In much of our digital lives we are only too aware of information overload, as the fire hydrant of content gushing forth over the Internet competes for our ever stretched attention.
When it comes to crowdsourcing however, there is a tendency to think that more is always better. More participants, more ideas, more solutions. The more you can cram in, the better the outcomes. After all, it’s called crowdsourcing for a reason, right?
The perils of too much participation
Whilst the point of crowdsourcing is to solicit a wide range of opinions, just as our attention is finite when it comes to digital content, so too is the resources available within an organization to filter and digest the ideas that come in.
A recent paper highlights the diluting affect large levels of participation has on the mental and financial resources of the sponsoring organization. This can contribute to poorer outcomes as better ideas are missed amongst the general noise generated by the process.
The researchers tracked challenges run by over 900 organizations, which collectively saw over 100,000 ideas generated from participants. The authors then analyzed each suggestion to try and understand how unique and useful they were.
It emerged that there was an inverse relationship between the popularity of each challenge, and the eventual direction taken by the sponsoring organization. The more participants there were, the less likely the organization was to take a novel and unique course of action.
When good ideas are crowded out
It’s a phenomenon the authors call ‘crowding’, whereby the challenges of filtering out ideas obstructs the ability for the organization to chart a course of action.
They remind us that crowdsourcing should not be designed as an idea generation process but as a means to change. Actions are the most important output from the process, with the crowd deployed to help overcome any blindspots that exist within the organization.
When crowding occurs however, it instead acts almost as a set of blinkers as it obstructs the process of locating outlying information and instead encourages organizations down more familiar paths.
A consequence of information overload
It’s something that we’re all familiar with, whether we’ve dealt with crowdsourcing or not. The authors draw the analogy with our post-holiday inboxes that are so often overflowing with emails.
To deal with the deluge we often pick off the easiest tasks first to begin shrinking the ‘to do’ list. This pushes more challenging tasks down the list to a time when hopefully we have more mental resources to tackle them with.
The problem when this occurs in crowdsourcing is that there is a pressure to act upon at least some of the suggestions in order to justify the process. This can then encourage organizations to implement ideas that may be easy to action but not really what the process was designed for.
How to overcome crowding
So how can this problem be overcome? The authors suggest that the key is to shift emphasis away from attracting a high volume of participants towards attracting high value participation.
So rather than looking for thousands of ideas, it might be better to aim for a hundred or so suggestions from a wide and diverse range of participants. Achieving this may require a slightly different approach to that traditionally adopted in crowdsourcing challenges as you look to target your efforts more than is the case in an open call.
It’s also important to alert any staff working on the challenges of the crowding phenomenon and how damaging it can be.
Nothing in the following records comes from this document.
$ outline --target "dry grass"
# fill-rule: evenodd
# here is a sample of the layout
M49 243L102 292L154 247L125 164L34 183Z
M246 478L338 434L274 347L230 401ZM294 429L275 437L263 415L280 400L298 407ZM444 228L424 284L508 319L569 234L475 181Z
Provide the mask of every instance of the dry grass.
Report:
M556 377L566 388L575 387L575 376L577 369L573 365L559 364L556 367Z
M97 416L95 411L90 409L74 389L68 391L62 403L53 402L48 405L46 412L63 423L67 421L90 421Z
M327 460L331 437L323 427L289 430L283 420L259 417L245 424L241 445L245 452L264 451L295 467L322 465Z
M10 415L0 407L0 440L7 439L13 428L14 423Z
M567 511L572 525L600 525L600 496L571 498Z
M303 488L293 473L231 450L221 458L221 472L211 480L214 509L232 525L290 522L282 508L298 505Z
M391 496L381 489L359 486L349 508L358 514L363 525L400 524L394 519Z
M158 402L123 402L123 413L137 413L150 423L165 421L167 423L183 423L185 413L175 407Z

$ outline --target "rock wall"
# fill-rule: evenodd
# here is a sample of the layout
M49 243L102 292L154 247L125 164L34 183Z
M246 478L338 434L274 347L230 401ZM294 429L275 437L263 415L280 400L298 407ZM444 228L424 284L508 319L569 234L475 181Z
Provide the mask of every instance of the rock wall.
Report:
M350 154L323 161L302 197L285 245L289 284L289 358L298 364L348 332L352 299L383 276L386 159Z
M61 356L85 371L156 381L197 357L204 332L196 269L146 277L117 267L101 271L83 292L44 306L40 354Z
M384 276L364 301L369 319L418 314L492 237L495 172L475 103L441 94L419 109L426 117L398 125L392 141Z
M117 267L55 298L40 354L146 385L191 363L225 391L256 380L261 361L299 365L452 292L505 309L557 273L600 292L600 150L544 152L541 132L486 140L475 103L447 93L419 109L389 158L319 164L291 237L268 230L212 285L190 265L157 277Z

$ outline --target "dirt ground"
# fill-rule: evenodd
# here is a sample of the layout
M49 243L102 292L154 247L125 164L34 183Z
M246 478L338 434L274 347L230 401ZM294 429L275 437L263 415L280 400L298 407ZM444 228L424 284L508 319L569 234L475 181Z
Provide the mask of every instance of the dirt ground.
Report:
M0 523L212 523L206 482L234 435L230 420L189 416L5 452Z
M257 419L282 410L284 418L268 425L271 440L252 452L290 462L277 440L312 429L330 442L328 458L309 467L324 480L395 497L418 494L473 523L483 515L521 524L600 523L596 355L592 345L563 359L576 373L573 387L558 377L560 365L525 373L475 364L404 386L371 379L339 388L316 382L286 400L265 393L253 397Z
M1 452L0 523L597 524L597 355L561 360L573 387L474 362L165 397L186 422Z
This can help keep operational staff focused on the key outcomes of the challenge, and managers aware of the dangers of setting seemingly arbitrary targets or quotas on the process.
Crowdsourcing still has tremendous potential, but the study reminds us of the risks involved if the process is not managed correctly.
Certainly makes a lot of sense. All of the participants need managing after all. I suspect this is why so few 'idea generation' forms of crowdsourcing actually achieve anything, because the host org simply doesn't have the resources to filter and implement the ideas that are put forth.
I wonder how common it is for people to embark on crowdsourcing and underestimate both the management costs of the ideation phase, and the implementation costs of actually doing something with what's generated?
Indeed, yet that is quite probably the more important aspect of the process.